A letter of credit is when a bank writes a promise to make a payment to a vendor, or beneficiary, if the customer, or holder, fails to do so themselves. International bulk commodity transactions are the most common place to see these letters being utilized. Whether it is simply because buyers and sellers do not know each other well, or certain laws make their transaction difficult, letters of credit ensure that a sale can go through even if the seller is concerned about the buyer’s ability to pay. A standby letter of credit is specifically when the bank will only pay the beneficiary if the holder cannot. Both parties to a standby letter hope they never have to utilize it, but investing in these letters of credit could be beneficial for you.
Until recently, private placement brokers hardly ever mentioned these letters or even comprehended their application. Today, however, they are all over the place. Having said that, it is not all that common to use them for leasing or investing opportunities. However, these letters are incredibly flexible, giving them nearly limitless versatility. Before you decide that investing in them is right for you, consider the circumstances that must arise for you to make a profit with your investment.
Because these letters are only submitted to the bank for payment if the holder defaults in their payment to the beneficiary, this is the only situation in which investing in them can be beneficial to a third-party investor. Consider that the credit can be sold to a third party, but it has no value until the date that payment from the holder is due.

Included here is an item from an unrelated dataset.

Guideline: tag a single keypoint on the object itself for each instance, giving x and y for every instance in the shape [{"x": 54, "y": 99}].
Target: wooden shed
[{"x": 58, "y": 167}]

If the date passes and the holder defaults, the investment can be worthwhile. Otherwise, if the holder comes through with the payment, the credit issued to the investor is now completely worthless.
Plus, in order for this scenario to even take place, the letter must specifically state that it is transferable, which is required for an investor to even become involved in the transaction in the first place. Therefore, if you are interested in investing in them, you must make sure it is designated as transferable by the bank who issued it and you must keep close tabs on the holder and whether or not they come through with their payment.